Environ Sci Technol 2014 Dec 14;48(23):13992-9. Epub 2014 Nov 14.

Department of Electrical and Computer Engineering, Texas A&M University , College Station, Texas 77843, United States.

Microbial fuel cell (MFC) that can directly generate electricity from organic waste or biomass is a promising renewable and clean technology. However, low power and low voltage output of MFCs typically do not allow directly operating most electrical applications, whether it is supplementing electricity to wastewater treatment plants or for powering autonomous wireless sensor networks. Power management systems (PMSs) can overcome this limitation by boosting the MFC output voltage and managing the power for maximum efficiency. We present a monolithic low-power-consuming PMS integrated circuit (IC) chip capable of dynamic maximum power point tracking (MPPT) to maximize the extracted power from MFCs, regardless of the power and voltage fluctuations from MFCs over time. The proposed PMS continuously detects the maximum power point (MPP) of the MFC and matches the load impedance of the PMS for maximum efficiency. The system also operates autonomously by directly drawing power from the MFC itself without any external power.

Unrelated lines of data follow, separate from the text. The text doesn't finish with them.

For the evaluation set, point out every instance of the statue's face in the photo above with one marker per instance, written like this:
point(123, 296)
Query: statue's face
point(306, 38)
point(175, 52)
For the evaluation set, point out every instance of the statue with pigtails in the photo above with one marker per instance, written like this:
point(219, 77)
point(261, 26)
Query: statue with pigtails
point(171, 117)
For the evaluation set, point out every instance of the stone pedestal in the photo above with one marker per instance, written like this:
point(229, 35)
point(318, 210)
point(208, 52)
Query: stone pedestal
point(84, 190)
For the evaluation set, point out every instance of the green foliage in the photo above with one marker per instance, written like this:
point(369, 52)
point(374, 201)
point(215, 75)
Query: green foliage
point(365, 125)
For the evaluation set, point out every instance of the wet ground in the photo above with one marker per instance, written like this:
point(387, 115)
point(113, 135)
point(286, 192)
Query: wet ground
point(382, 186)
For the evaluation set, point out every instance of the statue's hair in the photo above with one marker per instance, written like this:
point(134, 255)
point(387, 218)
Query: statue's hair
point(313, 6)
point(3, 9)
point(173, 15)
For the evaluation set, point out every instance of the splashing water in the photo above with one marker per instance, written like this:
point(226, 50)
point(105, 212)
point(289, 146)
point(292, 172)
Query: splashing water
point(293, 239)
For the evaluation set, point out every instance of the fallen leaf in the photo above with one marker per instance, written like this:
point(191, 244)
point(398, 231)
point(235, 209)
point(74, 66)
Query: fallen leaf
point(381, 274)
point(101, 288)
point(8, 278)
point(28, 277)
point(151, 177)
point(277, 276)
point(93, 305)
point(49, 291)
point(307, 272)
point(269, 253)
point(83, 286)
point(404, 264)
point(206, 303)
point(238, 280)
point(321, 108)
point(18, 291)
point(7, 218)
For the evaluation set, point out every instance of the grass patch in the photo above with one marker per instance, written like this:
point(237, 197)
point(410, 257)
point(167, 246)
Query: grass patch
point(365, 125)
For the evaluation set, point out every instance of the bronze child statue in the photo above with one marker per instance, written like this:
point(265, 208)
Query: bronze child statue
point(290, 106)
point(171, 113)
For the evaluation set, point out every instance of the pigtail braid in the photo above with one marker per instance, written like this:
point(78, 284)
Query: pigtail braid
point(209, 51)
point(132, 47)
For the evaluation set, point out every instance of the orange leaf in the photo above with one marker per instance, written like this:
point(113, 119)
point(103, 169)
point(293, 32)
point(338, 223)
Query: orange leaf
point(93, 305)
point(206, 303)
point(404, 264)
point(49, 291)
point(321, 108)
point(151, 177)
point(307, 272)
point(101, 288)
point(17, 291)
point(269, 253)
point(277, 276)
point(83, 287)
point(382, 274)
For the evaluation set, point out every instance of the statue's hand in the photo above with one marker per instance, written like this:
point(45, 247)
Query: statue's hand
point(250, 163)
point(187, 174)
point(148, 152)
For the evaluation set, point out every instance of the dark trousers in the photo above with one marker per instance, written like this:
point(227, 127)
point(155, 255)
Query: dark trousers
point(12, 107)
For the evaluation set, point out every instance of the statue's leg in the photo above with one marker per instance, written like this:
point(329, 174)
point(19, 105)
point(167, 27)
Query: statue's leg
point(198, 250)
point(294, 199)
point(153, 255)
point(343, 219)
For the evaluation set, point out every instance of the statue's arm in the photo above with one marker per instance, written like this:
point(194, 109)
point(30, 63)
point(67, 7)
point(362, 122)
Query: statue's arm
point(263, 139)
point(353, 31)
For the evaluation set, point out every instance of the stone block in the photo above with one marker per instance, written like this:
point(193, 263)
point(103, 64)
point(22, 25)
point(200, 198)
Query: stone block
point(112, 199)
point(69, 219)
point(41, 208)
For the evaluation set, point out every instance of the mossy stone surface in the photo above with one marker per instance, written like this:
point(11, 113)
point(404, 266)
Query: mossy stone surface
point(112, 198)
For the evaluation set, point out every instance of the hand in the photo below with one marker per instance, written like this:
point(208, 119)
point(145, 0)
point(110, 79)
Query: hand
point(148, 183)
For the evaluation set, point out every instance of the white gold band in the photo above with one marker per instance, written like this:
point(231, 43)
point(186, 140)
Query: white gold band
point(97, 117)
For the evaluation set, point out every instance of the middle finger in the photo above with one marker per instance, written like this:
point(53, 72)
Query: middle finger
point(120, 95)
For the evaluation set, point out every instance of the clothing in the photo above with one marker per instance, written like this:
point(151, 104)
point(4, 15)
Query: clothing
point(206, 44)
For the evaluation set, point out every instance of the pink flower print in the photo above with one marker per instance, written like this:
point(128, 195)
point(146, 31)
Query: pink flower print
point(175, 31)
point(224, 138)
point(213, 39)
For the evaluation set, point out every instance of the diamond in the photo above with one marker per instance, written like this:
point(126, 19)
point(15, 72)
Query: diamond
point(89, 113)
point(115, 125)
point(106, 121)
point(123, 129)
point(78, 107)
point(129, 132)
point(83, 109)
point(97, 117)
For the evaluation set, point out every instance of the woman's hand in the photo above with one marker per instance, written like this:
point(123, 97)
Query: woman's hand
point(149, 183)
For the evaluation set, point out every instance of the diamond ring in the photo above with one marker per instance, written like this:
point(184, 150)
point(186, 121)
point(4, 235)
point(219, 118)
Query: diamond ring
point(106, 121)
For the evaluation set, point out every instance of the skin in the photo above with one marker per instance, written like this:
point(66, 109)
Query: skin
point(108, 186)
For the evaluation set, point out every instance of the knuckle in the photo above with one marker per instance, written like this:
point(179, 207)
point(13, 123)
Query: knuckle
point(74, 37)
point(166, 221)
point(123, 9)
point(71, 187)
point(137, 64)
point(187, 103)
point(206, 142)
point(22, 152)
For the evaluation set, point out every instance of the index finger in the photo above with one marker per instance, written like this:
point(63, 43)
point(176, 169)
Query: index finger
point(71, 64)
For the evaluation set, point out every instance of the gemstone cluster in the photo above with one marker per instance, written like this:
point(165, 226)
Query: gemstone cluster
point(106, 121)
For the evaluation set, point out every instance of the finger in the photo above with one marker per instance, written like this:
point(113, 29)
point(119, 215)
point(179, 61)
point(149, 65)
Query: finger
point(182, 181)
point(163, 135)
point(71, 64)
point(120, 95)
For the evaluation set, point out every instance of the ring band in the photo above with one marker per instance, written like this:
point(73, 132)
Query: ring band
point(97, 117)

The overall system efficiency, defined as the ratio between input energy from the MFC and output energy stored into the supercapacitor of the PMS, was 30%. As a demonstration, the PMS connected to a 240 mL two-chamber MFC (generating 0.4 V and 512 μW at MPP) successfully powered a wireless temperature sensor that requires a voltage of 2.5 V and consumes power of 85 mW each time it transmit the sensor data, and successfully transmitted a sensor reading every 7.5 min. The PMS also efficiently managed the power output of a lower-power producing MFC, demonstrating that the PMS works efficiently at various MFC power output level.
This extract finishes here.